Just then, the Waverider’s lights flicker off before coming back brighter than before, and there’s a familiar low hum surrounding them, the background noise of the timedrive kicking into life. 

“Does this mean…?” Charlie doesn’t dare look hopeful. 

“Gideon?” Sara asks, looking up, as they all wait with bated breath to see if the waverider and Gideon are functional again. 

“Good evening, Ms. Lance. I appear to be fully operational once again,” Gideon’s voice floods the room. 

“ _ Yes _ !” Sara grins, initiating a group high five. 

 

It’s another two days before Nora is back to full health, spending one of them quarter backing the team with Zari as they fight goblins in 17th Century Russia, and one of them brainstorming date ideas in the library, convincing Ray that she’s just doing some casual historical research to help her on their missions. 

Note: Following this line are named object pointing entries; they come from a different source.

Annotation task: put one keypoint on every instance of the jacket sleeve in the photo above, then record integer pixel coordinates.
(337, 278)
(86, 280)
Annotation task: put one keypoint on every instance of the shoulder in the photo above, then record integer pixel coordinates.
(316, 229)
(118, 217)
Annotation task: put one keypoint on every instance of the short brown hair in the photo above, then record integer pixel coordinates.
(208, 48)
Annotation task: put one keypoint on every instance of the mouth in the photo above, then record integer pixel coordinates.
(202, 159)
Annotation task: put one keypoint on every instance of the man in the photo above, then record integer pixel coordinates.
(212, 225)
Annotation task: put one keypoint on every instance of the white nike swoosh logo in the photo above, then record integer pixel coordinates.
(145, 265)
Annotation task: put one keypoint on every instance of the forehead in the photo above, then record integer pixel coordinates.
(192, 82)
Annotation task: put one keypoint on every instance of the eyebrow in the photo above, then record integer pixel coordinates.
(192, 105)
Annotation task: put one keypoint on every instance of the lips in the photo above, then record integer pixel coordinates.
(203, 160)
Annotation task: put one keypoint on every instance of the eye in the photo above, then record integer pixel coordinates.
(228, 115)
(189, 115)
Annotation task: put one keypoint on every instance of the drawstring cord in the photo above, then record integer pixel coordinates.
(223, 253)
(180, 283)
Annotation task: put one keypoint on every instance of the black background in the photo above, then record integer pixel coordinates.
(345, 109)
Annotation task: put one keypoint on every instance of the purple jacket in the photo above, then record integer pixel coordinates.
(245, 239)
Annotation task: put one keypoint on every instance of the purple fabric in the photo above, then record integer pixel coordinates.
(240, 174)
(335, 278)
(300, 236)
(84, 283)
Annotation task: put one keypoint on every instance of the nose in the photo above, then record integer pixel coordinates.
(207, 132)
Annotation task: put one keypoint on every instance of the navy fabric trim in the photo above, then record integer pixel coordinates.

The anniversary of Nora being de-Mallused is coming up, and she plans the date for then. Partly because it’s an overwhelmingly happy occasion; the day Ray saved her life and helped to set her free, altering the course of her future and changing her whole world. But partly because it’s crushingly sad, and she needs something happy to distract herself. Nora has a lot of different feelings about her father, most of them driven by hatred and anger, unable to really put them all into words. But some of them, the ones that creep up on her in quiet moments, are happy. Her father teaching her to ride a bike, or singing happy birthday to her, or clapping the loudest for her during her first grade ballet recital. All normal things, to most people, taken for granted. Happy squares on a mostly cheerful patchwork of life. For Nora, they are achingly, agonisingly bittersweet. She isn’t ready to fully delve into her emotions towards either of her parents yet, isn’t ready to unravel her childhood or years of demon possession and what it means for her future. What she does want, is a fun day of distractions with the man she loves. There’ll be time to figure the rest out later. 

 

Nora keeps the details of the date as a surprise, simply telling Ray to make sure he wears something fancy. 

“So you’re really keeping this a secret, huh?” Ray teases, meeting Nora at the jump ship. 

“Yep,” she says confidently. “I just wanted to… I don’t know,” she still isn’t the best at talking about her feelings, having spent years being told  _ not  _ to do just that. “I just wanted to do something nice. For you.”

“Nora,” Ray smiles, “If it’s with you, I’m sure I’ll love it.”

 

Nora takes Sara’s advice and chooses a nice restaurant in downtown Washington to start off the date. She picked it herself, wanting the whole date to be her own work. She also has Gideon fabricate a red dress she finds online and immediately takes a liking to. 

When Ray sees her in it on the night of the date, he freezes for thirty whole seconds until Nora’s sure he hates it, or is having some kind of brain glitch, but then he’s kissing her and telling her she’s the most beautiful person in the entire universe. Ray’s voice always catches a little in his throat when he calls her beautiful, like he means it so much that he can’t quite formulate the words properly. Nora always has to look at the floor and take a breath afterward, because she isn’t quite certain how to process anyone caring about her  _ this much.  _

“So, where are we going?” Ray asks, following Nora out of the Waverider. 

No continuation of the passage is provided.